The first series of Corona satellites were the Keyhole 1 (KH-1) satellites based on the Agena-A upper stage, which not only offered housing but whose engine provided attitude control in orbit. The KH-1 payload included the C (for Corona) single, vertical-looking, panoramic camera that scanned back and forth, exposing its film at a right angle to the line of flight. The camera, built by Fairchild Camera and Instrument with a f/5.0 aperture and 61 cm focal length, had a ground resolution of 12.9 m. Film was returned from orbit by a single General Electric Satellite Return Vehicle (SRV) constructed by General Electric. The SRV was equipped with an onboard small solid-fuel retro motor to deorbit at the end of the mission. Recovery of the capsule was done in mid-air by a specially equipped aircraft.

Discoverer 6 was preceded by Discoverer 5, launched 13 August 1959, Discoverer 4, launched 25 June 1959, and three Discoverer test flights whose satellites carried no cameras, launched in the first half of 1959.

==Spacecraft==

The battery-powered Discoverer 6 was a cylindrical satellite 1.5 m in diameter, 5.85 m long and had a mass after second stage separation, including propellants, of roughly 3850 kg. After orbital insertion, the satellite and SRV together massed 864 kg. The capsule section of the reentry vehicle was 84 cm in diameter and 69 cm long. Like Discoverers 4 and 5, Discoverer 6 carried the C camera for its photosurveillance mission.

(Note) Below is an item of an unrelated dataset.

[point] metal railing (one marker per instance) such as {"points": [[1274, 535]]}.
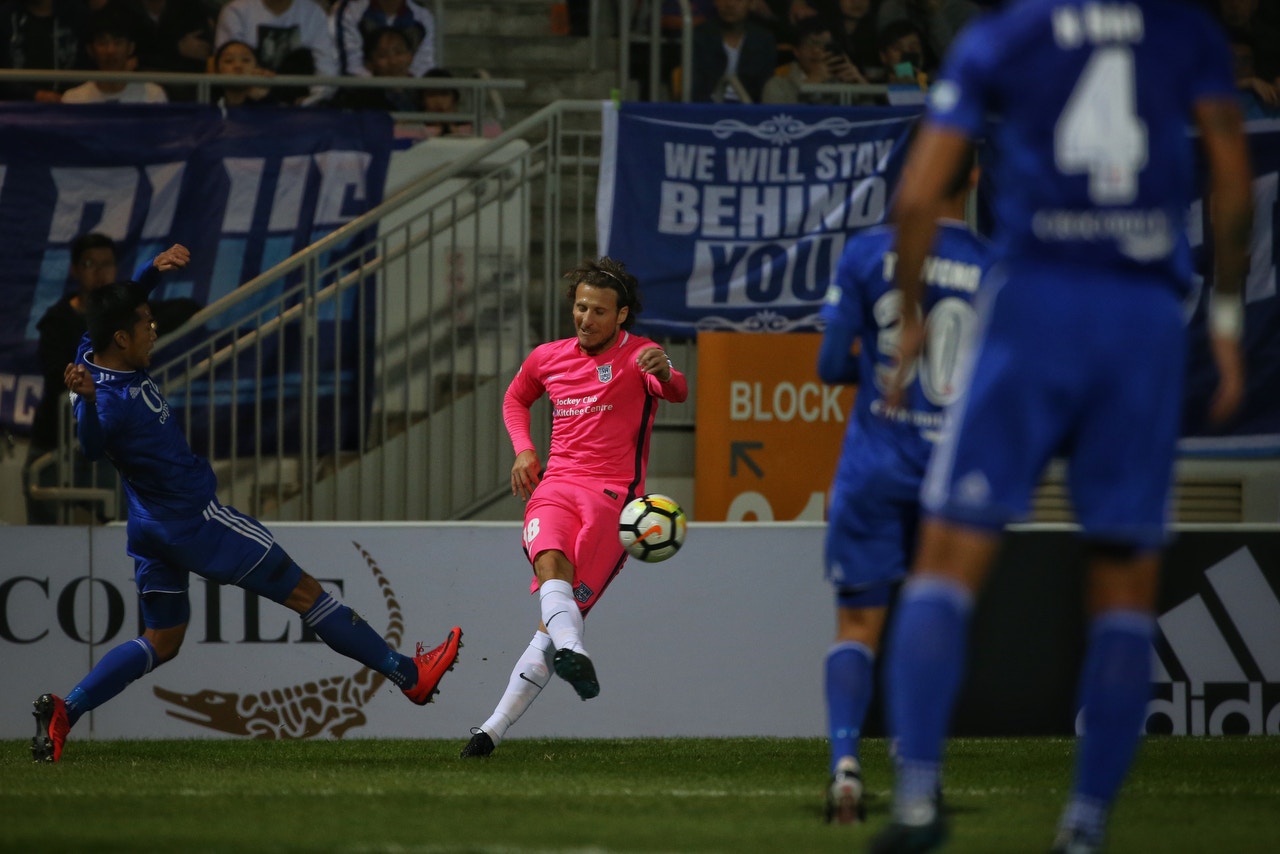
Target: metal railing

The capsule was designed to be recovered by a specially equipped aircraft during parachute descent, but was also designed to float to permit recovery from the ocean. The main spacecraft contained a telemetry transmitter and a tracking beacon.

==Mission==

Discoverer 6 was launched on 19 August 1959 at 19:24:44 GMT from Vandenberg LC 75-3-4 into a 212 km x 848 km polar orbit by a Thor-Agena A booster. As with Discoverer 5, the onboard camera failed, this time in the satellite's second orbit rather than the first. It is likely that it had broken on its way out of the supply container, which had also occurred on the prior flight. The SRV separated from its satellite bus the day after launch and deorbited for recovery over the Pacific but was not recovered. The satellite bus reentered on 20 October 1959.

==Legacy==

CORONA achieved its first fully successful flight with the mission of Discoverer 14, launched on August 18, 1960. The program ultimately comprised 145 flights in eight satellite series, the last mission launching on 25 May 1972. CORONA was declassified in 1995, and a formal acknowledgement of the existence of US reconnaissance programs, past and present, was issued in September 1996.